IFAJ Congress 2016, Bonn, Germany

Young Journalist award recipient Danielle Grindlay of the ABC reports

I knew I was in the right place when, during welcome drinks, the dairy crisis and genetically modified crops took up most of our little group’s discussion. Most rural journalists work and live in isolated areas, so one of the hugest joys in attending this year’s International Federation of Agricultural Journalists (IFAJ) congress was to bounce ideas off like-minded people.

Considering how unique our bubbles are, the commonalities between us were uncanny.

Here I was in Europe, where 150 cows and a generational farming family cohabit 15 hectares.  I remember looking at my New Zealand peer with wide eyes as we toured the large shed.  But then we sat down to lunch and next to our German host was a journalist from Rwanda, who explained that the average farm in his world was less than 1 hectare!  And yet our motley crew from across Europe, Africa, America, New Zealand, Nepal and Canada are reporting on exactly the same issues in different pockets of the world.  During our week of animated discussion, I gained new insight into climate change, rural decline, government policy, innovation, technology and the place of agricultural journalism in society.

I sat through a panel discussion about sustainability in German agriculture – if it wasn’t for the German language, we could have been having exactly the same discussion in Australia.  My ‘Young Leader’ peers also share a frustration at how undervalued both agriculture and agricultural journalism is in our respective countries.

Many of them were concerned about job security and spoke of national publications’ resistance to publish stories about agriculture and rural life. They were an outstanding group of journalists, but also just wonderful human beings: Although the duration of the congress was spent in Germany, I took home tid bits of culture from a long list of countries.

One of the strongest messages I packed in my luggage relates to my function as a rural journalist in Australia – I am not working to serve farmers, nor the greater agricultural community.  My job is to engage every Australian in the dairy crisis and the philosophical debate behind genetically modified crops, because consumers are key to shaping the policies around primary production and the future of our nation.
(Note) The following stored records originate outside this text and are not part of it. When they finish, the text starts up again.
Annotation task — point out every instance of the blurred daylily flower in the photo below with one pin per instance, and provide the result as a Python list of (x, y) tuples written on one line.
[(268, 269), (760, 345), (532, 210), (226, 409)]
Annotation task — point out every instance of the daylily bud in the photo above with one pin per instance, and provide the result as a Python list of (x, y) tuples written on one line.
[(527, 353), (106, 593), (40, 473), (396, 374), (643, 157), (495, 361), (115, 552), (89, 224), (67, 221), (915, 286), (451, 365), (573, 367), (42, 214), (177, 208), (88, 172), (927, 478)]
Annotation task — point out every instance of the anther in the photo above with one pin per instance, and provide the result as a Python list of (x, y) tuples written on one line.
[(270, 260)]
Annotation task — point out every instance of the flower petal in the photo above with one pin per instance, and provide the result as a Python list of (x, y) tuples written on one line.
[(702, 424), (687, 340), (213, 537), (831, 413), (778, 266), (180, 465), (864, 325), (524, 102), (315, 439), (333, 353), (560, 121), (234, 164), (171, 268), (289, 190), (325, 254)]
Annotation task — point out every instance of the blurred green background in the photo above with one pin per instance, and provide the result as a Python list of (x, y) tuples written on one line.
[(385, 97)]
Also reinforced was how unique and undervalued the IFAJ network is.

We, like farmers, are a global community and the decisions made on that 15-hectare farm just outside of Bonn, are as relevant to an Australian audience as they are to the people of Germany. The plight of farmer Jorg Rossenbach is, sadly, one most Victorian dairy farmers relate to: a milk cheque that covers just 70 per cent of his productions costs.

But how do Government subsidies play a part? And how are consumers supporting farmers? What are farmers saying about quota restrictions?
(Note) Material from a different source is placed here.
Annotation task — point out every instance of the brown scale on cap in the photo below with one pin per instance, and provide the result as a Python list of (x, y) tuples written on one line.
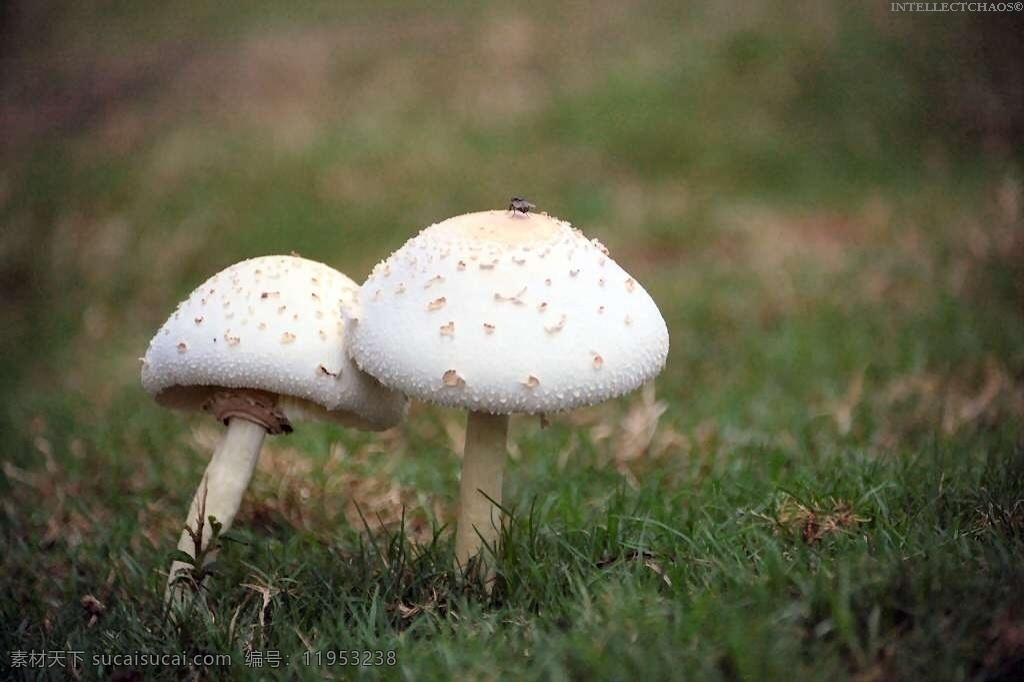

I now have invaluable contacts willing to answer questions like these, so I too can better comprehend and report on the market forces that impact farmers and consumers alike. It is difficult for an outsider to observe how the IFAJ congress has shaped my career, back in my regional corner of Victoria.

It gave me something I’d already been faking since starting with ABC Rural – a confidence and belief that my work is meaningful, that the life path I’ve chosen in some way matters. It is a gift that drives me forward every day and one I highly recommend any regional Australian journalist consider chasing to Africa next year, for the 2017 IFAJ congress.